Early signal protein expression profiles in basophils: a population study

Abstract

IgE-mediated histamine release from peripheral blood basophils is highly variable within the general population. Recent studies have shown that the ability of anti-IgE antibody to induce release can be predicted reasonably well by knowing the level of syk expression in the cells. The current study expands a previous survey to include 14 additional early elements known to be involved in activation and deactivation of basophils and showed that with the exception of syk, the variance of expression of 19 other elements (lyn, fyn, csk, cbp/PAG, CIN85, Bob1, c-cbl, SHIP1, SHIP2, p85alpha, p110delta, btk, PLCgamma1, PLCgamma2, SHP-1, PTEN, SOS2, CRACM1, and IL-3Ralpha) was narrow despite a broad range of functional capability in the basophils under study.
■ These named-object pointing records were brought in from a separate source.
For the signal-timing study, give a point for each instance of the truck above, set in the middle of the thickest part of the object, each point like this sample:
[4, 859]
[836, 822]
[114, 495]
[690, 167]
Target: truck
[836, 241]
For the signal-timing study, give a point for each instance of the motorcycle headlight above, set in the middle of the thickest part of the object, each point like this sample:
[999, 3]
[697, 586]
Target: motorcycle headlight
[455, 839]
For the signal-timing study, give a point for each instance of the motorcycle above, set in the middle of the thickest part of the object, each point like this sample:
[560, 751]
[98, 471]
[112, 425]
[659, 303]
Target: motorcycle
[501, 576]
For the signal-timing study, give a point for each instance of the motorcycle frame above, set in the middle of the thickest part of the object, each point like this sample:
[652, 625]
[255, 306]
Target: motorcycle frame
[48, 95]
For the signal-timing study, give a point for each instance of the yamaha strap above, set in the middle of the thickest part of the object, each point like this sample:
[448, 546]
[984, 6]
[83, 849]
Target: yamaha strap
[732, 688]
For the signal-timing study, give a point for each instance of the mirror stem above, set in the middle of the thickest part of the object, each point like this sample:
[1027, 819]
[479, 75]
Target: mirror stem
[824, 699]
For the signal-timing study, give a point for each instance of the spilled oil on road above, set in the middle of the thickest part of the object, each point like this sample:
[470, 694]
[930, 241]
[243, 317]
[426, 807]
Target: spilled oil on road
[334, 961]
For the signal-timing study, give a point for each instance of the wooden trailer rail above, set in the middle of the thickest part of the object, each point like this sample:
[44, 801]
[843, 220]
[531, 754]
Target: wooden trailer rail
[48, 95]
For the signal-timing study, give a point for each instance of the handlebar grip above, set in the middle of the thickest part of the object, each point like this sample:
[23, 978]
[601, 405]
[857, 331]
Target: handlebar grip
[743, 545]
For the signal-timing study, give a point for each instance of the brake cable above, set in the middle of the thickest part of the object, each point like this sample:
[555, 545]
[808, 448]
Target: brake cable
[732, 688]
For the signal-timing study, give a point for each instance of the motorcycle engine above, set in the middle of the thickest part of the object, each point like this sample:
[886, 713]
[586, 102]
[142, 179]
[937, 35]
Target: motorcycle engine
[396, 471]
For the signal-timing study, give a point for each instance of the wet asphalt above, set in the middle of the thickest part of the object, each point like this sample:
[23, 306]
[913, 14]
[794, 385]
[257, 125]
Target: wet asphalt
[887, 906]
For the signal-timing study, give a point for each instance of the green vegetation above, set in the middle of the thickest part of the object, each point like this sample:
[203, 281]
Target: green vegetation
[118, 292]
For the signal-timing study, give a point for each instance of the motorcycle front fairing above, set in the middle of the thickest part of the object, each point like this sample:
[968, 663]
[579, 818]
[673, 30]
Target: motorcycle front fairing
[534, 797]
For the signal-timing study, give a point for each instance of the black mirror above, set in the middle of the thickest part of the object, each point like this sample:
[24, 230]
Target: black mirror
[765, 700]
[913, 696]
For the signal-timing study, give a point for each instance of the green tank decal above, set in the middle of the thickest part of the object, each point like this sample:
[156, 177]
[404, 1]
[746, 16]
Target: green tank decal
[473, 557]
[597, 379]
With syk as the only element with high variance and well-correlated to maximum histamine release and cellular sensitivity, this survey examined the expression levels of two proteins thought to regulate syk expression: Bob1/OCA-B and CIN85. Expression of CIN85 was not correlated to syk expression, but Bob1 expression was negatively correlated to expression of syk and maximum histamine release. However, the expected behavior for this protein should have been as a protector of post-translational syk loss and therefore, positively correlated. Previous studies suggested that post-translational control mechanisms regulated syk expression. However, in this study, steady-state mRNA levels for syk in resting basophils showed a correlation with syk protein expression levels (r=0.593). It is concluded that with the exception of syk expression, the expression of 19 early signaling elements is tightly regulated and that a component of the regulation of syk may be related to control of transcription or processing of syk mRNA.